Agricultores familiares, povos indígenas e comunidades tradicionais da Amazônia são o público-alvo do projeto apresentado ao fundo internacional. Com o pagamento para quem conserva e recupera a vegetação, o objetivo é desestimular a derrubada da floresta.
O programa só foi aprovado porque houve redução das emissões de gases de efeito estufa do desmatamento na Amazônia nos anos de 2014 e 2015 – em relação ao nível de referência de emissões florestais apresentado à Convenção do Clima da ONU. As taxas de desmatamento nesses dois anos, durante o governo Dilma Rousseff (PT), foram 95% e 57% respectivamente menores do que a registrada em 2019, primeiro ano do governo Bolsonaro.
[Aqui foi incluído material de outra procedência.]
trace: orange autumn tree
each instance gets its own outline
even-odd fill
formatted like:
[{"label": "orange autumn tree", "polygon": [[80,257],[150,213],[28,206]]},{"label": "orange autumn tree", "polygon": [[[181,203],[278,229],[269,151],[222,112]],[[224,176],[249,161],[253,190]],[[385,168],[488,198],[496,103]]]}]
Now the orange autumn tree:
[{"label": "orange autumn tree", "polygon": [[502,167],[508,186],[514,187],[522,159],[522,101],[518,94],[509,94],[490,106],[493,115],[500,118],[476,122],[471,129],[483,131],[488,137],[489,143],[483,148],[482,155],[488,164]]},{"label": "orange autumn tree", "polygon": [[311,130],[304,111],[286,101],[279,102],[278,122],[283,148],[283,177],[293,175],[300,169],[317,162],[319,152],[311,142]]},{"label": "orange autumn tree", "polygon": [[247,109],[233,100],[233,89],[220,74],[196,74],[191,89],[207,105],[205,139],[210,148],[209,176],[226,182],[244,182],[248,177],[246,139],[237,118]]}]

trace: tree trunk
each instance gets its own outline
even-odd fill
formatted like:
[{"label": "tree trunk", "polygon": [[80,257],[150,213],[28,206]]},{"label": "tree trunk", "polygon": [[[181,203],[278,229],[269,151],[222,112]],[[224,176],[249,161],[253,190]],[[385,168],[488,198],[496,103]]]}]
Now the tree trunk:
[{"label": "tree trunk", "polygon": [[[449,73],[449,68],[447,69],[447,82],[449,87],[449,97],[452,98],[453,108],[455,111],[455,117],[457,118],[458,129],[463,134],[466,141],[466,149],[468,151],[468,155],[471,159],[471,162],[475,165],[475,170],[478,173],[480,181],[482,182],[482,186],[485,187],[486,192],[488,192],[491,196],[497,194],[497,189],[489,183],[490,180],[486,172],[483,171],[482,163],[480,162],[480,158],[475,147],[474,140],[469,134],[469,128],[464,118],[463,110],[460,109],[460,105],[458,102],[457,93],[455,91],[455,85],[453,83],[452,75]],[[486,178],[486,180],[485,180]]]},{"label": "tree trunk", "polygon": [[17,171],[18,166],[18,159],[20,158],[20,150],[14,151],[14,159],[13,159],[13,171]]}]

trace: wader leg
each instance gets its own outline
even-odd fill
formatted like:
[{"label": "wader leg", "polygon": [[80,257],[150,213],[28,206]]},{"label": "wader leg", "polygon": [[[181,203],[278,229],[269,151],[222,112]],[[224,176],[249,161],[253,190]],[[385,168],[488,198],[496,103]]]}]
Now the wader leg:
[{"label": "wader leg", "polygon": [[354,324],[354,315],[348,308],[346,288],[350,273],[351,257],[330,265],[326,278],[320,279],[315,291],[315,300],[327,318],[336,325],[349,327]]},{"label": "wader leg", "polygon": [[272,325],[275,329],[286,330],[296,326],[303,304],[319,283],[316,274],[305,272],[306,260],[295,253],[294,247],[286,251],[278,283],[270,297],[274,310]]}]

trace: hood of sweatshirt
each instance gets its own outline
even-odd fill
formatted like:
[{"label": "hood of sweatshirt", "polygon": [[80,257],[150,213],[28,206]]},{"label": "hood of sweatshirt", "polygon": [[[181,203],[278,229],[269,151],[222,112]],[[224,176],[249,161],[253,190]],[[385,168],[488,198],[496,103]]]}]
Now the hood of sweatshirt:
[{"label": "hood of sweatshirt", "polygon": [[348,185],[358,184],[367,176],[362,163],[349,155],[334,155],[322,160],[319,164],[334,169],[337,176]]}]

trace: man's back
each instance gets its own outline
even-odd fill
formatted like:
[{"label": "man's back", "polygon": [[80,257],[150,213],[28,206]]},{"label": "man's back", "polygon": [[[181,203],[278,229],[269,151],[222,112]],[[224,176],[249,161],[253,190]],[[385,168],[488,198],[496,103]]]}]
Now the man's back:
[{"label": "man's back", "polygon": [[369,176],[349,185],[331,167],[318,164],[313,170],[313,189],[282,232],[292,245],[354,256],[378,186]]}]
Esse mecanismo internacional de pagamento por resultados, conhecido como REDD+, foi criado no âmbito da Convenção do Clima e está previsto no Acordo do Paris, resultado do protagonismo do Brasil nas negociações internacionais à época.
Também é com base nos resultados de REDD+ que são aportados recursos para o Fundo Amazônia, que havia captado US$ 1,23 bilhão até ser paralisado pelo governo Bolsonaro. A proposta do Brasil foi a primeira aprovada no âmbito do Programa Piloto de Pagamentos por Resultados de REDD+ do GCF, lançado em outubro de 2017.
No Dia do Meio Ambiente, o ministro Ricardo Salles parabenizou o presidente Jair Bolsonaro pelo lançamento do programa, apesar de tanto os resultados de redução do desmatamento que viabilizaram a captação de recursos quanto a elaboração do projeto terem ocorrido em governos anteriores.
O então diretor do Departamento de Florestas e Combate ao Desmatamento e toda a equipe responsável pela elaboração do Floresta+ foram exonerados dos postos de gestão no ministério em 2019. Não há informações até o momento sobre como o projeto será implementado. O MMA foi procurado na sexta-feira (5/6), mas não havia respondido até a publicação desse texto.
Os documentos para formalização do Floresta+ junto ao GCF pelo Programa das Nações Unidas para o Desenvolvimento (PNUD), que atua como agência implementadora, foram assinados com atraso de mais de um ano por resistência de Salles em beneficiar povos indígenas e comunidades tradicionais.
Ao mesmo tempo em que reclamava que o desmatamento acontecia por falta de oportunidade econômica para os pequenos agricultores e por não haver pagamento por serviços ambientais, o ministro travou centenas de milhões de reais que poderiam ter sido usados para isso desde março de 2019 – antes da crise das queimadas.
O Floresta+ era uma das abordagens previstas no Plano de Ação para Prevenção e Controle do Desmatamento na Amazônia Legal (PPCDAm) e no Plano Nacional de Recuperação da Vegetação Nativa (Planaveg), que foram engavetados pelo ministério do Meio Ambiente no governo Bolsonaro.